This is powerful stuff—because there are market participants out there who are actively dispersing their trading activity across markets in an attempt to avoid detection. With our cross-market surveillance program, we can run dozens of surveillance patterns and threat scenarios across our mountain of data to look for, among other things, layering, spoofing, algo gaming, wash sales and other manipulative and distortive conduct.


Because of the sophistication of these patterns, we are detecting things that we had not been able to see before: 


over 80 percent of our cross market alerts involve conduct occurring on more than one market;
over 50 percent of our cross market alerts involve two or more market participants.


In addition:

  • we have more than 170 investigations open concerning abusive algorithms, inadequate supervision of algorithms and deficient order controls; and,
  • we have brought cases against firms for inadequate market access controls and manipulative conduct. In fact, just last week we brought a case jointly with CBOE (on behalf of our options exchange clients) involving a cross product manipulation scheme where waves of equity trades were used to artificially impact options pricing.  

While we believe our cross-market surveillance program is a major step forward, there is so much more that we can do.
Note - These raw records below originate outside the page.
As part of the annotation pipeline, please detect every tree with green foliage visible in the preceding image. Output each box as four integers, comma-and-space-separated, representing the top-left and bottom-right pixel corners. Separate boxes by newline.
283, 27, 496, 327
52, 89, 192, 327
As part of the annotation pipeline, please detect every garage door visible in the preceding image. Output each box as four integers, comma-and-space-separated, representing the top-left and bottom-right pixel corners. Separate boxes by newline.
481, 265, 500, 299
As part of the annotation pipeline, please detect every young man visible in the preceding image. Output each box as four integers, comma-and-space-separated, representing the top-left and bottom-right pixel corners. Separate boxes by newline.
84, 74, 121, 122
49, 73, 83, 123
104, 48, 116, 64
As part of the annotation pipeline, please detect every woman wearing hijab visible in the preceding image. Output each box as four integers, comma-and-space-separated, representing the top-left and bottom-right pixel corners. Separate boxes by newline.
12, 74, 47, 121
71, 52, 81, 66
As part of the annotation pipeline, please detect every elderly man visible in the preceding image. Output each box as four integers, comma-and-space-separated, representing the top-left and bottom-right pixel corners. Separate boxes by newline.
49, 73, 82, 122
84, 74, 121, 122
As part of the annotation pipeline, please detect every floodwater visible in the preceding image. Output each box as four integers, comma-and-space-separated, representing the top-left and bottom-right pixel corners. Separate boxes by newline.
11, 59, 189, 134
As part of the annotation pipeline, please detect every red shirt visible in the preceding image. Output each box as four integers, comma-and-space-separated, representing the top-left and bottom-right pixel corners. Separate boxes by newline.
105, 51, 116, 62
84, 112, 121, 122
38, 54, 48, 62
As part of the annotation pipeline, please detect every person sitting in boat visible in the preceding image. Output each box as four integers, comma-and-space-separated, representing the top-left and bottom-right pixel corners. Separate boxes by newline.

Other market integrity initiatives we have underway include:


  • We recently received SEC approval for our "self-trade" rule that is designed to limit self-trades that could have an adverse impact on the markets and price discovery. 
  • In November, a rule will go into effect that will require all ATSs to use a unique market identifier (an MPID) to report volume executed on an ATS. This will bring certainty and consistency to how ATSs are flagged in our audit trail and surveillance systems.
  • And we are thinking of other rules that might be useful to help detect and take action against abusive trading.

And while these changes and initiatives stand to be beneficial, the biggest game changer will be the implementation of the Consolidated Audit Trail or CAT.

And so on, you get the picture: not only do both the SEC and FINRA finally admit they have been largely clueless to HFT manipulation in the market over the past decade, ever since they so wisely allowed Reg NMS to pass and make a mockery of price discovery, but - more importantly - they also admit that there are "certain market participants disperse their trading activity across multiple markets in an attempt to hide various forms of market abuse, including layering, spoofing, algorithm gaming, and wash sales." Replace "certain" with most when it comes to HFTs who now are the vast majority of all "traders", and you have a pretty good picture of what is going on in the market.